Chu began saw his contemporaries like Yang, Daniel Dae Kim and Constance Wu sounding off on the lack of Asian leads in projects.
“I realized, what am I doing about it?,” said Chu. For years, not only was he lucky to have arrived in Hollywood, “but for the first time I earned the right to be here” and “I didn’t just have a voice, but a message, I have this power to change.”

That village propelled Chu to direct the feature adaptation of Kevin Kwan’s novel Crazy Rich Asians, the first studio release starring Asians since 1993’s The Joy Luck Club due out this August.

Said Yang about Asian Americans on screen, “We don’t have leads. We have Steven Yeun and John Cho, but when was the last time you saw an Asian male romantic lead? The lead is the one who struggles and overcomes obstacles. The last time an Asian dude kissed a woman was in Harold & Kumar.”
When it comes to cultivating more diversity in entertainment, Yang was asked about his Emmy-winning speech in which he encouraged Asian parents to drop more cameras in their kids’ laps as inspirations than violins. It goes both ways: Not only does the industry have to open doors, but parents need to encourage their kids as well.
When Yang left college to pursue screenwriting, “My parents didn’t know what I was doing. They were killing themselves to support me,” said Yang, “but they gave me the freedom to at least try.”
Chu received great encouragement from his parents when they bought him a video editor from Sharper Image. He promised his parents that he’d edit all their family vacation videos together as a trade off for the video-editor.

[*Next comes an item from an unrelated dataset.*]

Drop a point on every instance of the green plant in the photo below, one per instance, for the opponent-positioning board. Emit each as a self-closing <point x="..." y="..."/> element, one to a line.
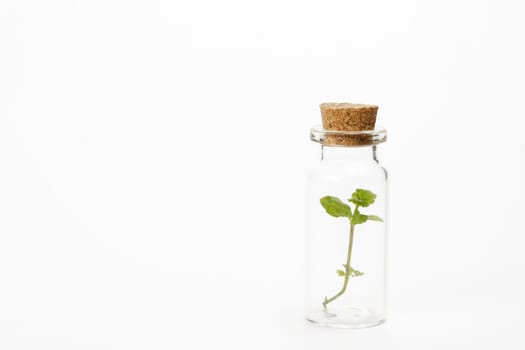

He did so, showed them his first video project in 1991, reducing them to tears. Chu knew from that moment he wanted to be involved in filmmaking.
Prince-Bythewood, who was adopted as a child, found inspiration in the sitcom Different Strokes growing. “I never found myself reflected on TV, until then. I said ‘Oh My God,’ that’s my life. It was huge for me, and that’s a drive in my life now” said the filmmaker about bringing female African American voices to the big and small screen.
Prince-Bythewood detailed that when it came to expressing her voice in cinema she stuck to her guns. She told the crowd at the Ojai Valley Spa a story about how she was prodded by her agent years ago to take a job to fix a film; one that she felt at that time painted African Americans in a stereotypical light. Before heading out for the interview, her husband tried to convince her not to take the job. It was everything Prince-Bythewood already knew.
At the meeting “It was all these black characters, white executives and a white director. They said that my ideas were so smart and so good, but that (the project) wasn’t my audience. I was shocked,” said the filmmaker who from that point on was determined to write her first feature Love & Basketball which was further developed at the Sundance Writers workshop. Prince-Bythewood is the first female director of color to helm a Marvel superhero property in Sony’s Silver & Black.
“To tell our stories, ones that focus on black women are the hardest,” said Prince-Bythewood who told Sony executives that she’s definitely casting a black actress in Silver & Black, a demand that they’re completely on board with.
The moderator raised a question about whether Prince-Byethewood and Yang ever faced in backlash in the industry as more diversity occurs behind the camera.
“I don’t believe any of that, you’re losing out to people like you,” said Yang, “(Others) aren’t losing out to women or persons of color, that’s not the case. It’s been literally 100 years in our industry of the opposite.”
“I never saw another Asian writer in the writers’ room until my show,” said Yang.
In regards to expanding the bench for diverse voices, Yang said, “It’s about the next generation. Make it a point to hire a diverse writing staff. I think we have one white guy on the writing staff and the show came out fine.”